Attorney General Faris Al-Rawi yesterday, in the Senate compared the debate in Parliament on the Anti-Gang Bill to the movie Groundhog Day.
The premise of the movie, Al-Rawi explained, was that the central character had to relive the same day over and over, until “that soul learnt a lesson” and the cycle was broken. “I must confess that the Anti-Gang Bill, the reintroduction of the law into the body of laws of TT to discourage criminality, has felt like Groundhog Day,” Al Rawi said. To that end, Al-Rawi presented to the Senate a statement similar to the speech he made ten days ago in the House of Representatives when the bill was read and eventually passed. This followed the bill’s defeat in December when, needing a three-fifths majority to be passed, UNC members of the Opposition voted “No” while Prakash Ramadhar of the Congress of the People, abstained.
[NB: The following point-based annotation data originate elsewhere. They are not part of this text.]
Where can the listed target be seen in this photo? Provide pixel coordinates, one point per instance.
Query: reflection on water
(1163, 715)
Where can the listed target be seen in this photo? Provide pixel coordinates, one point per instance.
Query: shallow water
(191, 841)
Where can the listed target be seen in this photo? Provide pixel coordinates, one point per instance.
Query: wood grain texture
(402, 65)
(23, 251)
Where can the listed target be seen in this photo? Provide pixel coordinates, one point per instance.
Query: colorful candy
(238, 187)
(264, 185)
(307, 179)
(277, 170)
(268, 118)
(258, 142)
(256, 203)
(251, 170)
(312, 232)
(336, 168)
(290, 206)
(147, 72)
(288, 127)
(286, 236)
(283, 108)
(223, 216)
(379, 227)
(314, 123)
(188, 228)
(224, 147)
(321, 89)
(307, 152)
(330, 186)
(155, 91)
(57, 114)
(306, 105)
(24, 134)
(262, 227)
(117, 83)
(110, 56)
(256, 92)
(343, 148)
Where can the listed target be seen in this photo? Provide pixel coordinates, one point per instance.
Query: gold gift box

Al-Rawi, like he did before, gave a historical outline of the bill’s progress to date. The only thing new to be added to the debate was that, seven months after he had written to them, the Law Association had finally responded on Monday night to his letter seeking their input on the legislation.
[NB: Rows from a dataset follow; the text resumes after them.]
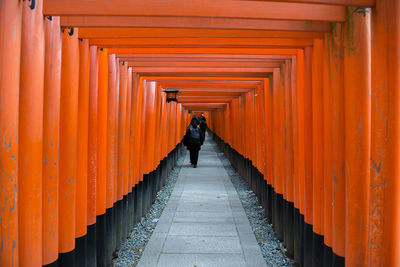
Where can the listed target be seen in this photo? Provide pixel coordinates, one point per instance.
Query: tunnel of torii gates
(301, 95)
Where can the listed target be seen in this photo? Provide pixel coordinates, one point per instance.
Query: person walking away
(192, 141)
(203, 129)
(202, 118)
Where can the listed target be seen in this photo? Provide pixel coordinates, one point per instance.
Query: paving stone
(203, 229)
(204, 222)
(201, 260)
(202, 244)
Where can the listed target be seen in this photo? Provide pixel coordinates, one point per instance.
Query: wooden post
(357, 99)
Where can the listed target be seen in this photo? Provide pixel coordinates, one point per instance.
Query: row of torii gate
(306, 92)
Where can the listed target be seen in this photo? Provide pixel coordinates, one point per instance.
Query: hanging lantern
(172, 95)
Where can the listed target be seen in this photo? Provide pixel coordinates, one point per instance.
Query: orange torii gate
(303, 95)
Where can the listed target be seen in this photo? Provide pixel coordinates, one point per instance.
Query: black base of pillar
(328, 256)
(100, 240)
(308, 241)
(81, 251)
(337, 261)
(318, 250)
(67, 259)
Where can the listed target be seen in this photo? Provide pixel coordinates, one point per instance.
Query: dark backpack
(194, 136)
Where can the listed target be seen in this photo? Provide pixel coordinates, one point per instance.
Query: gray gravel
(131, 250)
(272, 249)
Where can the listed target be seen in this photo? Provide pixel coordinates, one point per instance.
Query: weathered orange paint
(327, 141)
(112, 132)
(92, 132)
(51, 127)
(357, 102)
(128, 78)
(308, 138)
(131, 32)
(195, 23)
(68, 139)
(317, 140)
(197, 8)
(121, 129)
(30, 136)
(338, 192)
(102, 132)
(384, 211)
(82, 142)
(10, 58)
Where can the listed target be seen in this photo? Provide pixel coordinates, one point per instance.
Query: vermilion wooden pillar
(384, 210)
(82, 142)
(51, 124)
(338, 192)
(30, 135)
(68, 141)
(317, 152)
(128, 78)
(10, 52)
(92, 132)
(121, 130)
(102, 132)
(357, 99)
(308, 157)
(112, 131)
(327, 149)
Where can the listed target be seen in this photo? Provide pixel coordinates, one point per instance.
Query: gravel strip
(131, 250)
(272, 249)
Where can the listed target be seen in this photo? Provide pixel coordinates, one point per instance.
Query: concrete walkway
(204, 223)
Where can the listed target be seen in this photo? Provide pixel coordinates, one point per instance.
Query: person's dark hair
(194, 122)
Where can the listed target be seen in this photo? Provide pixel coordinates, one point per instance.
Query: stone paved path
(204, 223)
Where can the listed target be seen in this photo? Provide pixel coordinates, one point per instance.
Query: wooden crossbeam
(114, 32)
(198, 8)
(201, 42)
(195, 23)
“Their letter is now in the public domain I expect it to feature in the course of this debate. There are certain observations they have made and I am prepared to entertain some of the points raised. It isn’t the tidiest arrangement to have the Law Association take a whole month to comment on 19 clauses, where 15 of them were a replication in large part to the law as it stood in 2011. Nonetheless I express my gratitude for finally giving some commentary,” Al-Rawi said.
He also noted that since December 8 when the law was stymied in the House of Representatives, to March 6, there had been 131 murders, 39—or about 30 percent—of which were described as “gang-related.” This, he added, did not include shootings and woundings.